5e dimanche du temps ordinaire - année C


Si on écoute un peu distraitement la 1ère lecture et l’évangile, on pourrait avoir l’impression que la vocation est une chose terrible. Isaïe dit : « Malheur à moi, je suis perdu » (Is 6, 5) ; et saint Pierre est saisi d’effroi : « Seigneur, éloigne-toi de moi » (Lc 5, 8). Cette idée selon laquelle l’appel de Dieu est une malchance est curieusement tenace. Etre choisi par Dieu pour une mission particulière serait comme un fardeau impossible, une sorte d’assurance d’être malheureux tout le restant de sa vie.

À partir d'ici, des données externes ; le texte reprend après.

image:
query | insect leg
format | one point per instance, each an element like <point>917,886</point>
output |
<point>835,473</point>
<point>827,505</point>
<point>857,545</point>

Avec une belle éloquence (qu’on me pardonne cette longue citation hors de propos), un poète français faisait dire à un prophète du Seigneur :

« Que vous ai-je donc fait pour être votre élu ?
J’ai conduit votre peuple où vous avez voulu…
Pourquoi vous fallut-il tarir mes espérances,
Ne pas me laisser homme avec mes ignorances…
Hélas ! vous m’avez fait sage parmi les sages !
Mon doigt du peuple errant a guidé les passages…
Hélas ! je sais aussi tous les secrets des cieux,
Et vous m’avez prêté la force de vos yeux.
Je commande à la nuit de déchirer ses voiles ;
Ma bouche par leur nom a compté les étoiles…
Vos anges sont jaloux et m’admirent entre eux.
Et cependant, Seigneur, je ne suis pas heureux »[1].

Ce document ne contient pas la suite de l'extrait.